L’évanescence anormale d’Europe Écologie-Les Verts
Le moment devrait être l’occasion pour les écologistes politiques de faire valoir le bien-fondé de leurs alertes et de leurs propositions, et d’être plus offensifs que jamais vis-à-vis du pouvoir en place. Pourtant, ce qu’il reste de leur présence samedi à Sainte-Soline – de nombreux élu·es d’Europe Écologie-Les Verts (EELV) étaient présent·es – laisse un goût amer.
L’ex-candidat à la présidentielle, Yannick Jadot, qui avait orienté davantage son discours de campagne vers les déçu·es du macronisme que vers le mouvement climat, et fut beaucoup critiqué pour sa présence lors d’une manifestation de syndicats policiers où des slogans hostiles à la justice ont été proférés, a été hué pendant son intervention, et sa voiture taguée.
L’épisode témoigne d’une défiance d’une partie des activistes vis-à-vis d’une écologie perçue comme trop institutionnelle, malgré les brevets de militantisme dont peut se targuer l’ancien de Greenpeace.
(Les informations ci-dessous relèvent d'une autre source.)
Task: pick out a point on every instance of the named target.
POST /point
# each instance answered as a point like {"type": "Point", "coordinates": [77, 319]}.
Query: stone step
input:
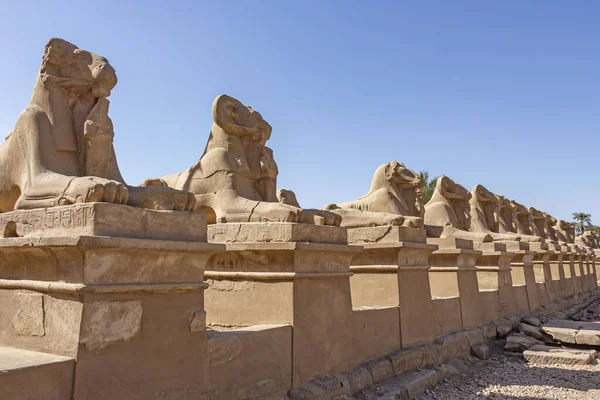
{"type": "Point", "coordinates": [32, 375]}
{"type": "Point", "coordinates": [547, 355]}
{"type": "Point", "coordinates": [576, 332]}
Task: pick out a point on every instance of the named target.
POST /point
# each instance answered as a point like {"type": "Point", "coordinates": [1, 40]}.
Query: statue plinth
{"type": "Point", "coordinates": [104, 219]}
{"type": "Point", "coordinates": [453, 274]}
{"type": "Point", "coordinates": [287, 273]}
{"type": "Point", "coordinates": [386, 234]}
{"type": "Point", "coordinates": [494, 279]}
{"type": "Point", "coordinates": [393, 271]}
{"type": "Point", "coordinates": [275, 232]}
{"type": "Point", "coordinates": [107, 301]}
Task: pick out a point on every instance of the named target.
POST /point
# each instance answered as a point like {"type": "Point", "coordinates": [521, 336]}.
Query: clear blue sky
{"type": "Point", "coordinates": [503, 93]}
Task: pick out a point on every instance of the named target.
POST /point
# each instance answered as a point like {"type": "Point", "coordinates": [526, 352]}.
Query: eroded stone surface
{"type": "Point", "coordinates": [235, 180]}
{"type": "Point", "coordinates": [28, 319]}
{"type": "Point", "coordinates": [546, 355]}
{"type": "Point", "coordinates": [275, 232]}
{"type": "Point", "coordinates": [107, 322]}
{"type": "Point", "coordinates": [60, 151]}
{"type": "Point", "coordinates": [448, 213]}
{"type": "Point", "coordinates": [395, 198]}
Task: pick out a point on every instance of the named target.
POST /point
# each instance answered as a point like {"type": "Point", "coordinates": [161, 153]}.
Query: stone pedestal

On peut trouver immature de rejeter des soutiens susceptibles de crédibiliser une cause auprès d’un public plus large. Mais la réaction ne devrait guère surprendre un Yannick Jadot ayant déclaré d’un ton paternaliste, au sujet des tableaux récemment aspergés par des militant·es écologistes : « Le climat mérite mieux que cette caricature imbécile. »
Sandrine Rousseau, qui revendique une « écologie radicale » et une plus grande proximité avec ces mouvements non conventionnels, s’est justement montrée très distante vis-à-vis de l’incident. Interrogée sur cet épisode, elle a même remué le couteau dans la plaie, en déclarant que Yannick Jadot devait entendre que « là, on a besoin de retrouver l’écologie de combat ».
L’un comme l’autre auront en tout cas offert, au plan médiatique, le spectacle d’une fracture ouverte au sein d’EELV, dont les querelles de lignes et de personnes restent pendantes six mois après une élection présidentielle ratée. Le congrès imminent du parti, lors duquel la direction en sera renouvelée, permettra peut-être d’y voir plus clair. Le premier tour départageant les motions d’orientation aura lieu le 26 novembre, et le second tour le 10 décembre.
Quelles que soient les responsabilités des uns et des autres, il y a quelque chose de pathétique à voir se percuter, dans l’actualité, une mobilisation autour de nos capacités de subsistance, sa délégitimation confusionniste par le ministre de l’intérieur, et l’incapacité collective d’EELV à incarner positivement une alternative politique. Pour un parti quarantenaire, né sur un conflit plus que jamais présent dans la conversation publique, il y a une sérieuse introspection à accomplir.
« Notre raison a fait le vide [et] nous achevons notre empire sur un désert », a écrit un jour Albert Camus. La phrase menace d’être prophétique au regard du désastre écologique en cours à l’échelle planétaire. Il est regrettable que les « forces du vide », c’est-à-dire celles qui n’ont pas intérêt aux changements systémiques rendus nécessaires par cette situation, soient aujourd’hui si bien relayées au sein de l’État, par ceux-mêmes qui commandent à ses moyens de coercition.
Mais il est encore plus regrettable que l’écologie politique, qui devrait être un pilier incontournable de l’actuelle coalition des gauches, n’apparaisse encore et toujours que comme une « force vide ». C’est de ces deux réalités, profondes et graves, dont témoigne l’actualité autour des mégabassines, bien loin des rodomontades fabriquées pour les chaînes tout info.